/your-code-as-a-crime-scene

Practice stuff from the book "Your code as a crime scene"

Primary LanguagePython

Your code as a crime scene

Practice stuff from the book "Your code as a crime scene"

Author: Adam Tornhill, 2015 https://pragprog.com/book/atcrime/code-as-acrime-scene

Interesting links

Tools

Notes

  • The number of lines of code is not the best metric for complexity... but the others are not much better (at this that one is simple and language-agnostic). Cyclomatic complexity does not have the whole context.
  • The number of commits depends on the style of each developer (baby steps or not).
  • Code doesn't lie (vs "Everybody lies" from House)
  • Temporal coupling: measure of evolution of code. The other metrics are static, here we introduce another dimension: TIME.
    • Temporal coupling is a great to detect clones, copy-paste.
  • Dependencies between code = dependencies between people. Conway's law.
    • Social networks in code
  • Align you Architecture and your Organization.
  • Fractal figures. Too many developers touching a piece: too many responsibilities. Identify main developers in a component/file. Look who has done most contributions.
  • The more developers, the less quality.
  • "We need to understand both how the system came to be and how the people working on it interact with each other"
  • Blending of forensic pyschology and software evolution.
  • Software develoment is a learning activity.
  • We read more code than we write. Understanding the existing product is the dominant maintenance activity. Our primary task as programmers isn't to write code, but to understand it.
  • Identify abandoned subsystems: parts of code mostly written by people who are not in the organization anymore.
  • It's important to verify your intuitive ideas with supporting data.
  • Hotspots make good predictors of defects. Defects tend to cluster in a few problematic modules.
  • Choose a timespan for your analyses, not the project's total lifetime: it might obscure important recent trends and flag hotspots that no longer exist.
    • Between releases
    • Over iterations
    • Around significant events: e.g. teams reorganization.
  • Design to isolate change
  • Stabilize by extracting cohesive design elements
  • When to analyze it:
    • Between releases
    • Over iterations
    • Around significant events
  • Hotspots typically accont for around 4 to 6 percent of the total codebase.
  • Judge Hotspots with the Power of Names

Ideas to do

  • Identify most contributors (people and team) for a specific repository, component, file.

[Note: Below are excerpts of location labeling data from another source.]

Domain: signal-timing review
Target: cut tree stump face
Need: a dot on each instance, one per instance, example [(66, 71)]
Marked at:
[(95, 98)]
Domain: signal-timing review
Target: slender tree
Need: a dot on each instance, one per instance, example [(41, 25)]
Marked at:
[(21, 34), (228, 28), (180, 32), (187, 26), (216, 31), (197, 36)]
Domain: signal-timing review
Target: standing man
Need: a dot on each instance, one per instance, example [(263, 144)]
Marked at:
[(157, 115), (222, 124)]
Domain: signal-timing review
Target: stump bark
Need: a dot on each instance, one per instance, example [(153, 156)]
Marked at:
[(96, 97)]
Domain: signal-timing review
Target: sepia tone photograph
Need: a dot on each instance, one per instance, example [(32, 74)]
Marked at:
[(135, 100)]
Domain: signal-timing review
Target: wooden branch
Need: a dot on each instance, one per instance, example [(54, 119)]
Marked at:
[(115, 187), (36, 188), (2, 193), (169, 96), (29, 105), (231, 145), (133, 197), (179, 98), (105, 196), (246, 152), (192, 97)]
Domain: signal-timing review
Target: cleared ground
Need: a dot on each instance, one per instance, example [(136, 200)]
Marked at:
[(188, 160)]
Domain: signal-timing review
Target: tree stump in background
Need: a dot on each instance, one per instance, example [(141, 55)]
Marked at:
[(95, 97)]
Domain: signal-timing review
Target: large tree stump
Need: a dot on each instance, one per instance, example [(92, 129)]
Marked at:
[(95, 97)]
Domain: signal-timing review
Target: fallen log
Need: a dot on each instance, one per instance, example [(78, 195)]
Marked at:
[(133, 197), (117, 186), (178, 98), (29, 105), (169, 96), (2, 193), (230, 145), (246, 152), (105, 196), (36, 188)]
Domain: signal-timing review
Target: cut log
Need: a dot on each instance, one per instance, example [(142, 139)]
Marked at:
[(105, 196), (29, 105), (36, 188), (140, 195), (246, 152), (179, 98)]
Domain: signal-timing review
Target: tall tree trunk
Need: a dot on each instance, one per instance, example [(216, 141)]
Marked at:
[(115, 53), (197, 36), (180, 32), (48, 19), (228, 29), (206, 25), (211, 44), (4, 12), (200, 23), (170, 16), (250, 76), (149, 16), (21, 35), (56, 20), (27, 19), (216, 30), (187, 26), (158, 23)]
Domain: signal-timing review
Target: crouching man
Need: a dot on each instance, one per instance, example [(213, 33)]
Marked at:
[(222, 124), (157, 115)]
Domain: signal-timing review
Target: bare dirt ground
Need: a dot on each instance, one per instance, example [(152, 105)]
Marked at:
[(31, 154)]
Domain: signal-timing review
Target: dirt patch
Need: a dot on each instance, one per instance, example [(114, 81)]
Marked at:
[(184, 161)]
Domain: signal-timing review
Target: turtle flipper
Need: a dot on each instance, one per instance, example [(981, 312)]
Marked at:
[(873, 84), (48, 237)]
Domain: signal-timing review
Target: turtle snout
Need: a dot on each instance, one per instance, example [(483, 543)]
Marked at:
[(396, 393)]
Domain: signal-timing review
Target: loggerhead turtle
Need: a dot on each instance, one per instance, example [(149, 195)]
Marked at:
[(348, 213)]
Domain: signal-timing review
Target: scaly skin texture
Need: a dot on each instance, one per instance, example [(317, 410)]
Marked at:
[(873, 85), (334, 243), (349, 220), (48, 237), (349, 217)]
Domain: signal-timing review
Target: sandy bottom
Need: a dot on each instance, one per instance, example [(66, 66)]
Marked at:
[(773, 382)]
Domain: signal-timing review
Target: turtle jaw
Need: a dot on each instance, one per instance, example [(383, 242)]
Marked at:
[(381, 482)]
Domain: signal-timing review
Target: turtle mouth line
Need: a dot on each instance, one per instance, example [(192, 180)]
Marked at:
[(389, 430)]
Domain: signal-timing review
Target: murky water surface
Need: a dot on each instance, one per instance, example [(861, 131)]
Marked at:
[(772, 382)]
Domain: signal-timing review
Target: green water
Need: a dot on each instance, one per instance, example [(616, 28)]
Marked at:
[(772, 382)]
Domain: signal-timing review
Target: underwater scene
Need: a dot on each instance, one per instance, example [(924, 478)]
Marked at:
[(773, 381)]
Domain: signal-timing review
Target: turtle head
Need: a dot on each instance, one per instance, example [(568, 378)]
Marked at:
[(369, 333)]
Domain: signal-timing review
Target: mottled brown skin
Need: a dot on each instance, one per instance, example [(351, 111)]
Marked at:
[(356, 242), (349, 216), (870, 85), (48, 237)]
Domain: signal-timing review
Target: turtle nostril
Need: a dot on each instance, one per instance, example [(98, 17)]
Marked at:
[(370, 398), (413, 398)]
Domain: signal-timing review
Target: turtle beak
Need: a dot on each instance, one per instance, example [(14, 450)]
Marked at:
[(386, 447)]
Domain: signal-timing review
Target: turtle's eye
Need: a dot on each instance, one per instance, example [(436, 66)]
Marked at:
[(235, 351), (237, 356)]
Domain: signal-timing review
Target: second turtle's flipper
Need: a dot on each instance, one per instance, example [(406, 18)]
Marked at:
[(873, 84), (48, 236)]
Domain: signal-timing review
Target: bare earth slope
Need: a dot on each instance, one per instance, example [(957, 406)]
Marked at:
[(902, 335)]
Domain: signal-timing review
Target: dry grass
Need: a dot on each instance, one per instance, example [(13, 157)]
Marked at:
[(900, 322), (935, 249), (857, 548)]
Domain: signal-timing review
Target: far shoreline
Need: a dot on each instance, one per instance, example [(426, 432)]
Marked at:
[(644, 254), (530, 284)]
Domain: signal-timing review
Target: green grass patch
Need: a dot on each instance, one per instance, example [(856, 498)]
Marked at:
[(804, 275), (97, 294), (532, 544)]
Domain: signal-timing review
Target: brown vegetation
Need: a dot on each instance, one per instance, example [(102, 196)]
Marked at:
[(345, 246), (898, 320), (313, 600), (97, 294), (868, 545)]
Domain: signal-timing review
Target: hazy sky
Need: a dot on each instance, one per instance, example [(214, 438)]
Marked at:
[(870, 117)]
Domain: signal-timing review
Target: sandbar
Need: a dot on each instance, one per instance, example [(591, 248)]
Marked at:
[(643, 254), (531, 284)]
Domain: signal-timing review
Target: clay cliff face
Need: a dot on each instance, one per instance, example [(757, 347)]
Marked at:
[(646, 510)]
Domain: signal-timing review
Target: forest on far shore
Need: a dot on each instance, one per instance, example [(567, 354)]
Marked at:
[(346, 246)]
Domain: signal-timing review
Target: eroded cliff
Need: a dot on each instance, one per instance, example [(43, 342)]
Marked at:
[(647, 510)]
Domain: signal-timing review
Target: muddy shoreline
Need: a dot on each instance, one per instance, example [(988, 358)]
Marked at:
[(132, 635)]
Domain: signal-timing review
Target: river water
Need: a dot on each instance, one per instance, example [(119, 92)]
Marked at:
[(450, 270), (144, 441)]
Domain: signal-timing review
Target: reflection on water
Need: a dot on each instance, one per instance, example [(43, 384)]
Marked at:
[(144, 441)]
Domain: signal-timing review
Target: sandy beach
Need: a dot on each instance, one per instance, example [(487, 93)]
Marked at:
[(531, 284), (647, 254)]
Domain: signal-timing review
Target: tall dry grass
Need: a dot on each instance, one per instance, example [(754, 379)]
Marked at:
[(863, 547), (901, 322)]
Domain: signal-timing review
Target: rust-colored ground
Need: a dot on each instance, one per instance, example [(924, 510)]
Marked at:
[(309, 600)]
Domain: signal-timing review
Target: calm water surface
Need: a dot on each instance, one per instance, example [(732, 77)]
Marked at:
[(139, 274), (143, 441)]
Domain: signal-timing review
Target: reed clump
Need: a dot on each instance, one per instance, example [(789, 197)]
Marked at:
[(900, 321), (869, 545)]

Creating an offender profile

  • scripts/create-offender-profile.sh
  • scripts/install-code-maat.sh
  • scripts/run-code-maat.sh

Analyze Hotspots in Large-Scale Systems

  • analyze-hibernate.sh
  • Launch the Hotspot visualizations
    • The D3.js visualizations used are based on the >oomable Circle Packing algorithm
    • A circle represents a module
    • Circle packing: the more complex a module (number of lines), the larger the circle
    • The more effort spent on a module (number of revisions), the more intense its color
    • A cluster shows how changes to one hotspot are intimately tied to changes in other areas.
    • Multipple hotspots that change together are signs of unstanble code.
  • There is a trong correlation between the stability of the code and its quality: stabilize by extracting cohesive design elements.
    • The more of your code you can protect from changes, the better.
  • Visualize the data!!!
prompt> python csv_as_enclosure_json.py -h
prompt> python csv_as_enclosure_json.py --structure hib_lines.csv --weights hib_freqs.csv > hib_hotspot.json

Update the hibzoomable.html to reference that JSON file

Judge Hotspots with the Powe of Names

Heuristincs to pass quick judgments on your hotspots: Naming

Calculate Complexity trends from your code's shape

  • We'll use indentation as a proxy for complexity (based by research)
  • https://en.wikipedia.org/wiki/Brainfuck
  • Manny Lehman: law of increasing complexity
  • A high standard deviation points to many complex blocks of conditional logic
  • The script complexity_analysis.py calculates logical indentation (4 spaces or one tab = 1 logical indentation)
prompt> python scripts/complexity_analysis.py hibernate-core/src/main/java/org/hibernate/cfg/Configuration.java
n,total,mean,sd,max
3335,8072,2.42,1.63,14
  • The total column is the accumulated complexity
  • A lot of indenting probably means nested conditions
  • Focus on a range of revisions
python scripts/git_complexity_trend.py --start ccc087b --end 46c962e --file hibernate-core/src/main/java/org/hibernate/cfg/Configuration.java

Treat your code as code as cooperative witness

  • Temporal coupling: when you often commit some modules/classes at the same time.
    • Changes to one of them means changes in the other. They're entagled.
  • A false memory sounds like a paradox.
  • Our human memory is a constructive process.
  • Temporal coupling == Change coupling == Logical coupling
  • Intentional coupling (explicit dependency) vs Incidental coupling (temporal only)
  • Reasons behind the temporal coupling:
    • Copy-paste
    • Inadequate encapsulation
    • Producer-consumer

Detect Architectural Decay

prompt> maat -l maat_evo.log -c git -a coupling
entity,coupled,degree,average-revs
  • The degree specifies the percent of shared commits
  • average-revs: weighted number of total revisions for the involved modules; we can filter out modules with too few revisions to avoid bias.
  • Temporal coupling often indicates architectural decay.
  • Lehman law: "Law of continuing change"
  • Evolution radar:
  • Use a storyboard to track evolution: e.g. for each iteration or n days/weeks.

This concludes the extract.